В соответствии с логикой мифа жизнь на усадьбе идет единым порядком, заключена в природный цикл, где начало тождественно концу, а конец - то же начало. В этом мире слиты человек и природа, жизнь и смерть. В сознании Холюши история рода неотделима от истории подворья, населяющих его тварей, причем родословную коровы Зорьки герой помнит едва ли не более детально, чем собственную. Животный мир поименован, гармоничен, красив: «овечки сытые, на спину ложись - не скатишься, густая чистая шерсть кольцами лежит - хорошая волна. И козы неплохие» [Екимов, 1984, с. 111]. С собакой, коровой, козленком хозяин ведет долгие беседы, причем кажется, они понимают его более глубоко, нежели близкие, родные люди. Быт отсутствует, реальные события и сакральные сюжеты естественно взаимопереплетены: красота козьего пуха напоминает «крещенское небо», корова воспринимается в единстве с образами матери и Богородицы, молодая телочка названа Звездой и почитается героем даром Всевышнего: «Сколь я ее у бога выпрашивал! И послухал меня господь, на мои слова сжалился».

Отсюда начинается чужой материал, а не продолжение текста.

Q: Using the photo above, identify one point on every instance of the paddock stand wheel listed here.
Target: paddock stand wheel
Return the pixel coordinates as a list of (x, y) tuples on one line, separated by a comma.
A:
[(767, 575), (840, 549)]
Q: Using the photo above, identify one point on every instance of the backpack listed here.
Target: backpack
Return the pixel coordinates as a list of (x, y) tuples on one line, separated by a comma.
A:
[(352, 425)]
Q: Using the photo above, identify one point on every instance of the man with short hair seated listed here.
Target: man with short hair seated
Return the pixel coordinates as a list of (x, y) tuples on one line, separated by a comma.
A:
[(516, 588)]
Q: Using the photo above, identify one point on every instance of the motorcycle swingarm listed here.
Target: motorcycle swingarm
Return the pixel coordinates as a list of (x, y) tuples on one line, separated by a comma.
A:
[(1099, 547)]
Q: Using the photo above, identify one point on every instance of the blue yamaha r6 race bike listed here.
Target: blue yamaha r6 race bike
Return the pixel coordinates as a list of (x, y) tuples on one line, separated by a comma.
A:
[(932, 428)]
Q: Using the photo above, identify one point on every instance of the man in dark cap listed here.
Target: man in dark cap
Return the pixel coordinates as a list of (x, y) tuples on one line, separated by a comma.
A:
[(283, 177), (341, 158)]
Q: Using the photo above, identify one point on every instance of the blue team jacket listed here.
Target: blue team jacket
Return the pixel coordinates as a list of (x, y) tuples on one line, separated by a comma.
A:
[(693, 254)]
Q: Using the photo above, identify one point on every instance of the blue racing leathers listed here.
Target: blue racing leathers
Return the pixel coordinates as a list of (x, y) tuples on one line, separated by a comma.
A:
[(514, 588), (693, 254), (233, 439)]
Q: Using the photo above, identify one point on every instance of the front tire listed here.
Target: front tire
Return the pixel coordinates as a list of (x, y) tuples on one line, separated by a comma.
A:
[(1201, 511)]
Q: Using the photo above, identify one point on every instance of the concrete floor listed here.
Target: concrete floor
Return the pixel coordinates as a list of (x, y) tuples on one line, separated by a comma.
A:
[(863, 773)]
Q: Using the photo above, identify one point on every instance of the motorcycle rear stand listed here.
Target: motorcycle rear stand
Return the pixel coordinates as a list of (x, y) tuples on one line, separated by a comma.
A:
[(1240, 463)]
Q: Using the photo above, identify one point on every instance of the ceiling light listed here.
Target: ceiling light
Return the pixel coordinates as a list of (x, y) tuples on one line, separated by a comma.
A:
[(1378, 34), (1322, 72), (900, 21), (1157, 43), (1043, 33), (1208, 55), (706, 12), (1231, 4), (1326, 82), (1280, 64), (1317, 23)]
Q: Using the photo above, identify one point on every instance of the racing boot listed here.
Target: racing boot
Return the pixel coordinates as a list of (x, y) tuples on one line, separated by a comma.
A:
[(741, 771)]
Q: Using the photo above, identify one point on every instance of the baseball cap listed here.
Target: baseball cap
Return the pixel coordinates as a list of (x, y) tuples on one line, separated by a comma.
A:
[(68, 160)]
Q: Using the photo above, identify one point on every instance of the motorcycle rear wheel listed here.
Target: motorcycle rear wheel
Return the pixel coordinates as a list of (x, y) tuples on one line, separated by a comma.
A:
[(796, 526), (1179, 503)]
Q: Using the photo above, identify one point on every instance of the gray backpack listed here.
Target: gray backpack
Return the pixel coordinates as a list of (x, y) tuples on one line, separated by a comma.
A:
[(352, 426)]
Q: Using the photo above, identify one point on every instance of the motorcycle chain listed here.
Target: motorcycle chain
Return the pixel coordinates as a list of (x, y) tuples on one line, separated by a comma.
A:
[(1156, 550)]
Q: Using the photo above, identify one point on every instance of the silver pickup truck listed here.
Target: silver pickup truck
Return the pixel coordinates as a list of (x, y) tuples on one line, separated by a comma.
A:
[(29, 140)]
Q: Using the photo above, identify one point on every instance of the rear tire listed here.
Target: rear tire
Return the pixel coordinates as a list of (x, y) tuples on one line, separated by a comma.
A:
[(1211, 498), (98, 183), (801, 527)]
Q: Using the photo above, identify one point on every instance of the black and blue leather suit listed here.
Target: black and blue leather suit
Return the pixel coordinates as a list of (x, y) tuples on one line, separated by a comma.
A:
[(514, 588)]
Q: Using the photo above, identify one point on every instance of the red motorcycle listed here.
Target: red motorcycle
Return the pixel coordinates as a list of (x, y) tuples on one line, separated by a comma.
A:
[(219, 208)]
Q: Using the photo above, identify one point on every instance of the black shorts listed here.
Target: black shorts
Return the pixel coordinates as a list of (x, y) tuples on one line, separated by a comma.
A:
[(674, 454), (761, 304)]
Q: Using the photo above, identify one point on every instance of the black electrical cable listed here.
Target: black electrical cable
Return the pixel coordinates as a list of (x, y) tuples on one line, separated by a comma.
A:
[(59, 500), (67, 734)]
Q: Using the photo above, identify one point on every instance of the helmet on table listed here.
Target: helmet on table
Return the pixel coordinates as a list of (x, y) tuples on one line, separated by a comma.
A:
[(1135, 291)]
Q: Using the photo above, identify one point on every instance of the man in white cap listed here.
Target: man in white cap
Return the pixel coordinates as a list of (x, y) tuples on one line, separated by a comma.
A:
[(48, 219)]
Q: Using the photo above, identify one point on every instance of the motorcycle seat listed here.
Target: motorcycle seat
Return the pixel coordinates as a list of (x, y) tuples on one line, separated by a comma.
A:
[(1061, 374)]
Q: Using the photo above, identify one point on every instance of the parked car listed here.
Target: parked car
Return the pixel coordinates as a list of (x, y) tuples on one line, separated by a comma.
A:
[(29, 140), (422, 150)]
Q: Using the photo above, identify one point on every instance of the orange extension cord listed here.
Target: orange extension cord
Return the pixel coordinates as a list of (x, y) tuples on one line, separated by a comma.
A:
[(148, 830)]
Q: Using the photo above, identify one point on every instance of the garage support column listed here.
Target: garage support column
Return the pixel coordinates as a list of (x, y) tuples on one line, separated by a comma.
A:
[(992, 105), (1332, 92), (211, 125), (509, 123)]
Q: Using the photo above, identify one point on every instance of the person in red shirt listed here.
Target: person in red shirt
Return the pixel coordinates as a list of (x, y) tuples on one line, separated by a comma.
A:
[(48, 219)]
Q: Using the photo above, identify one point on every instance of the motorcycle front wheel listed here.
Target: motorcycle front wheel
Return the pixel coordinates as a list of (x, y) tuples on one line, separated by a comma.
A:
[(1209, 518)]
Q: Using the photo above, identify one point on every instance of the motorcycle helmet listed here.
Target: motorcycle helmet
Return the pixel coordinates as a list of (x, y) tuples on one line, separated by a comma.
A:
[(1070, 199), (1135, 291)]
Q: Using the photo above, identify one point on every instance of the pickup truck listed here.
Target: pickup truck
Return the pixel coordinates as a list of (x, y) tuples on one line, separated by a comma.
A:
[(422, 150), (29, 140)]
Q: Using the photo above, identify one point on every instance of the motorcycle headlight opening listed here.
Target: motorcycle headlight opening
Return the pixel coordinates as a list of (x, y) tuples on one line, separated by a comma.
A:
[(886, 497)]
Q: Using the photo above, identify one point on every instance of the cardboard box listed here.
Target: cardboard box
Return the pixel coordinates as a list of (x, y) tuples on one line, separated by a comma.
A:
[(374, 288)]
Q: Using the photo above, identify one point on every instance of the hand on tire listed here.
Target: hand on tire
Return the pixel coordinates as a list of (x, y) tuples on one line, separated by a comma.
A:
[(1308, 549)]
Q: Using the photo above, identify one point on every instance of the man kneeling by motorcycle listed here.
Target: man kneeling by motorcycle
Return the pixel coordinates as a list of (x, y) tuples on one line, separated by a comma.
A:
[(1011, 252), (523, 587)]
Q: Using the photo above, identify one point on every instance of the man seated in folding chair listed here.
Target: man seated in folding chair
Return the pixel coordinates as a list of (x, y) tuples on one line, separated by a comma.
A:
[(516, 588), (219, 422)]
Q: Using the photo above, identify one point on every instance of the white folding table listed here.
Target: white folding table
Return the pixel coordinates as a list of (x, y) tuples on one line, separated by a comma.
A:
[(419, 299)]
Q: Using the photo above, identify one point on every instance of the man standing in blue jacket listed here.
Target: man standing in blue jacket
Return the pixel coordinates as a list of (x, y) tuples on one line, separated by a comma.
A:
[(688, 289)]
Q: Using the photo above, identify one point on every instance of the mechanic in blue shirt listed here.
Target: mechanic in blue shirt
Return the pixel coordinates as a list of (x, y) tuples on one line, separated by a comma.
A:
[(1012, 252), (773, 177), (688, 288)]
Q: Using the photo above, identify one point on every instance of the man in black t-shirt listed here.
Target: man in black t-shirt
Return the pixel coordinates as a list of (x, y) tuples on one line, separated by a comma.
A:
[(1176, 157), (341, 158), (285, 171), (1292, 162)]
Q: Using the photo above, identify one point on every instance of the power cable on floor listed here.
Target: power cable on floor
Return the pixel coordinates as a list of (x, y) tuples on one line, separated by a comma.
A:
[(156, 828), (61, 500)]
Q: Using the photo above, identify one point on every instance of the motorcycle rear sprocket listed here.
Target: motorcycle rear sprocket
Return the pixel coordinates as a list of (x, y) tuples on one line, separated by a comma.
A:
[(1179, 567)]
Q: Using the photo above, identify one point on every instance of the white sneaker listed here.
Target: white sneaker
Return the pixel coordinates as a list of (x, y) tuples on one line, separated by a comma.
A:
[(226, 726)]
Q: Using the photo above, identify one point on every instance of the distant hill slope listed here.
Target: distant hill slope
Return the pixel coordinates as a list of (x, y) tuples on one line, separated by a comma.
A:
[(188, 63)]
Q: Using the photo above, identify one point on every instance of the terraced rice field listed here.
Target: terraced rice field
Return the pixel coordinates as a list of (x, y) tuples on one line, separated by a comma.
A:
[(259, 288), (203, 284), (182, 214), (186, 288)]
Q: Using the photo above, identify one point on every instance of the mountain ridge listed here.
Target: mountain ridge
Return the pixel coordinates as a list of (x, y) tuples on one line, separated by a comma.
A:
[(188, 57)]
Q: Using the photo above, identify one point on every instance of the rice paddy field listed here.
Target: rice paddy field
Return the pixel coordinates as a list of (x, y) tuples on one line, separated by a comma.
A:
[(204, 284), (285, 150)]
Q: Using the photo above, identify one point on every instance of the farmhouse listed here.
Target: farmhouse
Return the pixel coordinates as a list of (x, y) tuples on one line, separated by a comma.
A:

Как избранная земля, усадьба Холюши, подобно Алатырю Е. Замятина, отличается «плодородием прямо буйным». Хозяин не в состоянии учесть всю имеющуюся живность, гуси, куры, утки и вовсе «самосевом растут. В бурьянах нанесут, на сеннике, в дровах, потом ведут цыплят» [Екимов, 1984, с. 122]. Мотив изобилия диссонирует с темой «усеченного» времени и «измеренной» земли, где и траву косить негде, характеризующей окрестный усадьбу мир. Образ «урезанной» земли выступает в рассказе как эсхатологическая мета. А. Белоусов считает, что данное представление «является своеобразной формой усвоения идеи предопределенности "конца света", который наступит в результате исчисления лежащей в основе мира меры (числа)» [Белоусов, 1991, с. 32]. И, напротив, подворье
Холюши наделено всем, что необходимо для жизни, здесь жирная земля, река, огород «самый большой на хуторе», «старый сад с покосом. Уж ему-то равных не было во всей округе» [Екимов, 1984, с. 106]. В надворных постройках чувствуется размах на века, но все это «было еще тех времен, далеких-далеких».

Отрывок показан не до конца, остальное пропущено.